Recycler ne suffit plus à compenser notre consommation permanente
Recycler est devenu le grand réflexe écologique moderne. On trie, on dépose, on recycle, on réutilise. Les emballages affichent des logos verts, les publicités parlent d’économie circulaire et les entreprises mettent en avant leurs filières de recyclage comme preuve de responsabilité environnementale.
Sur le principe, tout cela est utile. Mais une question commence à apparaître de plus en plus clairement. Et si le recyclage ne suffisait plus à compenser notre niveau de consommation ? Car pendant que les systèmes de tri progressent, le nombre d’objets produits, achetés et remplacés continue d’exploser. Smartphones renouvelés tous les quelques années, électroménager de plus en plus électronique, vêtements à bas prix, objets connectés, accessoires jetables, livraisons permanentes.

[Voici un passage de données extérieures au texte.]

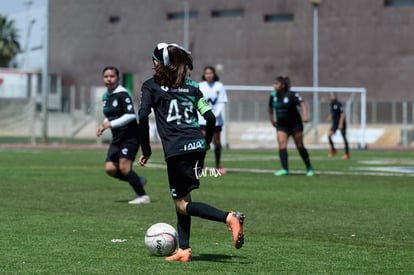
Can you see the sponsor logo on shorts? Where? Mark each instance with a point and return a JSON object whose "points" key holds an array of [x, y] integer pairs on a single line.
{"points": [[206, 172], [194, 145], [173, 193]]}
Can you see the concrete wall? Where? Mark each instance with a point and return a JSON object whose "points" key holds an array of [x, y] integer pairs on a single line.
{"points": [[362, 42]]}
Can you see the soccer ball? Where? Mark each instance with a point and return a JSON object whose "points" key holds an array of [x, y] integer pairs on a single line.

On recycle davantage. Mais on consomme surtout énormément plus. Le problème est particulièrement visible avec l’électronique. Les appareils modernes contiennent des batteries, des métaux rares, des composants complexes et parfois difficilement réparables. Même lorsqu’ils sont recyclés, une partie importante des matériaux reste compliquée à récupérer totalement. Et surtout, recycler consomme lui-même de l’énergie.
Transport, traitement, démontage, transformation. Le recyclage limite une partie des dégâts environnementaux, mais il ne fait pas disparaître l’impact de la fabrication initiale ni celui du renouvellement permanent. C’est peut-être là le paradoxe écologique de notre époque.
Nous parlons beaucoup de recyclage parce qu’il permet de continuer à consommer avec une forme de tranquillité morale. Trier donne l’impression que le problème est géré. Mais le meilleur déchet reste souvent celui qu’on ne produit pas.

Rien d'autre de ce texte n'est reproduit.